Röportaj devam ettikçe istediğini alamayan spiker, binlerce kaybı olan vatandaştan ayırıp röportaj yapmaya değer olduğunu düşündürten kare üzerine ağdalı, dramatik bir dil ile bir tarafa ailesinin altı ferdinin yanına kızını defnetmiş babaya “anlamak isteyene çok ifade eden bir kare” diyerek yönlendirme adına röportajına devam ederken yine istediği cevabı alamaz, alamadıkça işin güncel televizyonculuk alanında “malzeme” verecek yönlerine konuyu çevirir.
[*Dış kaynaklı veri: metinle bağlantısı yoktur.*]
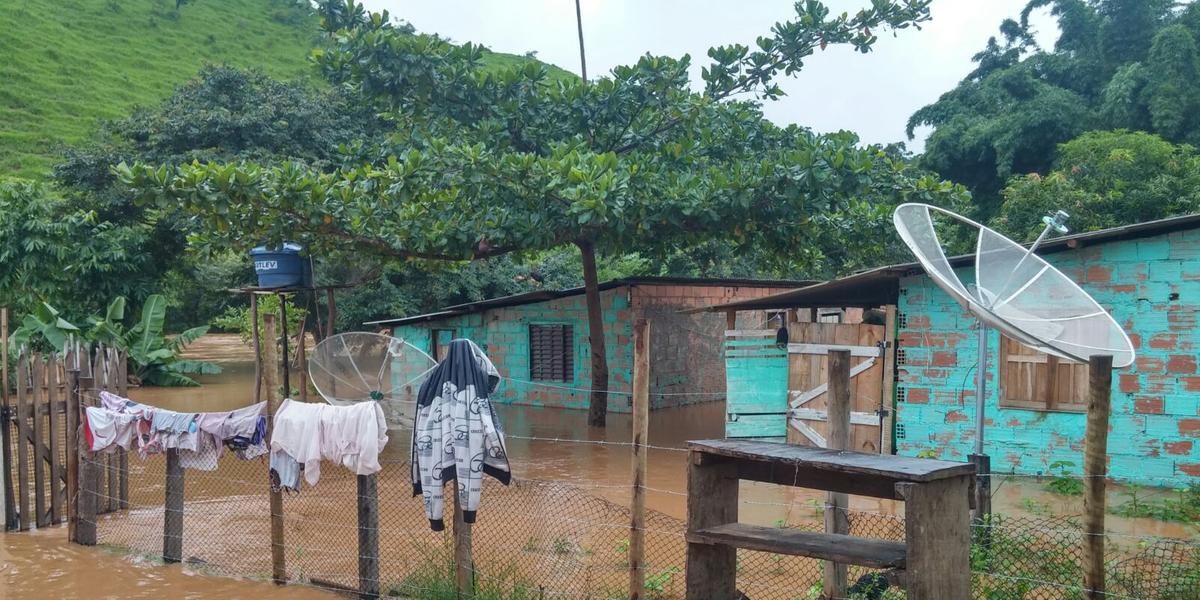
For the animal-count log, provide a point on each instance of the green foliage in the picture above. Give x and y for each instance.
(111, 57)
(1117, 64)
(1063, 481)
(154, 358)
(1105, 179)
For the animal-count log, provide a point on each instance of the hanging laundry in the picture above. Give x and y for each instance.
(352, 436)
(457, 436)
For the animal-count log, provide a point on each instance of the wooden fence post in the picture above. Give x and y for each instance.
(23, 442)
(369, 538)
(173, 510)
(463, 555)
(270, 366)
(640, 438)
(72, 447)
(1096, 449)
(837, 520)
(10, 510)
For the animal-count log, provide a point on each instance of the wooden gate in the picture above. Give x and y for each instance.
(39, 444)
(808, 376)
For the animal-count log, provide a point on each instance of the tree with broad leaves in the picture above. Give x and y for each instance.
(483, 163)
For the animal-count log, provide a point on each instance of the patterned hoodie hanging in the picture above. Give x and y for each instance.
(456, 436)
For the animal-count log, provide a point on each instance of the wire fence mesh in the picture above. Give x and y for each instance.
(539, 539)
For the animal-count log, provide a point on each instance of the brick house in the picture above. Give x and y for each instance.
(1147, 275)
(539, 342)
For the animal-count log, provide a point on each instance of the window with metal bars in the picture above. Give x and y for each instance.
(551, 353)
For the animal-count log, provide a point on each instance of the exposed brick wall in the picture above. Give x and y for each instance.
(1151, 286)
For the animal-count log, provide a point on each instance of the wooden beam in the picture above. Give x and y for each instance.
(640, 439)
(837, 520)
(173, 510)
(1096, 450)
(269, 365)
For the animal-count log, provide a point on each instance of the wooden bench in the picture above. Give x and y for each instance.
(933, 563)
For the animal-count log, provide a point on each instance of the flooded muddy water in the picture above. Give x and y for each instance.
(551, 445)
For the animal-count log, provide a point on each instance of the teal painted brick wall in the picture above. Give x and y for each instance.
(504, 335)
(1151, 286)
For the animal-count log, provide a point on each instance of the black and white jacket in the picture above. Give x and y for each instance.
(456, 436)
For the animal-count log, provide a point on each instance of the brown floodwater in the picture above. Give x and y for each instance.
(544, 445)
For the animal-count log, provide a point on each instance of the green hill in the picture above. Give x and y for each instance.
(69, 64)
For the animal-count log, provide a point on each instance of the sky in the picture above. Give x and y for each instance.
(839, 89)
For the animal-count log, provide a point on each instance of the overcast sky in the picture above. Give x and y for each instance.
(839, 89)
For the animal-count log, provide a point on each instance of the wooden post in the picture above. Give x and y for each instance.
(173, 510)
(270, 365)
(838, 438)
(887, 407)
(712, 501)
(937, 529)
(640, 438)
(463, 555)
(23, 442)
(6, 418)
(369, 538)
(1096, 449)
(52, 406)
(72, 448)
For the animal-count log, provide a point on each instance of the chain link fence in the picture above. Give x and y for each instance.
(540, 539)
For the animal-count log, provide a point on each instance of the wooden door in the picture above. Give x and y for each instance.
(808, 382)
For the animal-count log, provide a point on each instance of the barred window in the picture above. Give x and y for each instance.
(551, 353)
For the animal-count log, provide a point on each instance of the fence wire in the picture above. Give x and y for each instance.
(539, 539)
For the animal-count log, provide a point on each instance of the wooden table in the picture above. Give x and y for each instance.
(933, 563)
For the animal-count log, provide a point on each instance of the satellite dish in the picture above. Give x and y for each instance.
(359, 366)
(1015, 291)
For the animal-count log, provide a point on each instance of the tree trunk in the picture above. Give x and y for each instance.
(598, 409)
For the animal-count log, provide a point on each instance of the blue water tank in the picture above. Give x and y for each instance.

Tam on ikiyi hedef alarak “Ben de kızınızın mezarına gittim gördüm ki orada da bekliyorsunuz değil mi?” sorusunu yöneltir. Bununla yetinmeyen tarzı ve tavrı ile bu sefer acısını kıyaslamak için “Tamam yedi kişi defnettiniz ama hepsi bir tarafa kızınız bir tarafa değil mi?” der. Üzerine daha dün kaybettiği kızından babasına “ona nasıl hitap ederdiniz yaşarken” sorusu gelir. Hepimiz için duygusal anlamda inanılmaz yıkıcı ve zaten yaşayan şahit olan herkes için de neredeyse aynı etkiyi yaşatmış hatta daha hali hazırda devam eden büyük bir felaketin içerisin de iken bu asla haber içeriği oluşturmayan yayını haber programı içerisinde yapıp başta olayın failini sonra televizyon başındaki şahitlerinin psikolojisi ile neden oynarsın. Cevabı sanki hepimiz biliyoruz ama ben yine de ismini koymak için kaleme de alayım “reyting”.

Röportajın istediği minvalde gitmediğine ve o yöne de dönmeyeceğini dramatik etkisini de konu uzadıkça kaybedeceğini düşünmüş olacak ki spiker kapanış konuşmasını yapmak üzere kameraya döner ve son bombasını patlatır. Acılı baba için “daha fazla zorlamak, daha fazla acısını deşmek içimden gelmiyor” der ve bir anda seyirci karşısın da kendisini nötrler. Yani seyirci 14 dakika boyunca deşileceği kadar deşilmiş röportajı seyretmemiştir. Finalde söylenen kapanış konuşması ile ona “bak ne kadar da hassas davranıyor” denilecektir.

Psikoloji de bununla ilgili de bir kural var mıdır Ece Hanım? Bilmiyorum ama bu ne bir habercilik ne de herhangi bir televizyonculuk örneği. Son zamanlarda özellikle akşam kuşağı ana haberleri esnasında spikerlerin haber odaklı ve yorumu seyirciye bırakan içerik oluşturulmasından doğması gereken tarafsız tavır bir yana bırakılmış görünüyor hem de tam da hassasiyetlere, hassasiyet eklenmesi geren zamanda. Elinin tersi ile teknik olarak seyircinin gözü olan kameraya bardak fırlatanlardan, sabah kuşağı haber içeriklerinde benzer tavırlarla bas bas bağırarak mehter çaldıranlara, histerik krizler geçirip  “böyle ders mi olur?” diyerek kendi çağırdığı misafiri azarlayanlara daha pek çoğu ile örneklendirebileceğimiz medya içeriklerine daha çok maruz kalacak gibiyiz.

Gerçi öyle ya, biz değil miyiz sabah kahvaltı saatinde cinayetlerin nasıl işlendiğini bize maktullerine bağıra bağıra anlattıran programlara teveccüh gösteren. Hal böyle iken medya kuruluşlarının hassasiyet diyerek bize pazarladıkları; dün Batı toplumlarının fiziksel sömürü ile içinden geçtikleri Afrika, Asya, Orta Doğu toplumlarının şimdi de insan hakları adı altında mental sömürüye geçmesinden öte bir hassasiyet değil gördüğümüz.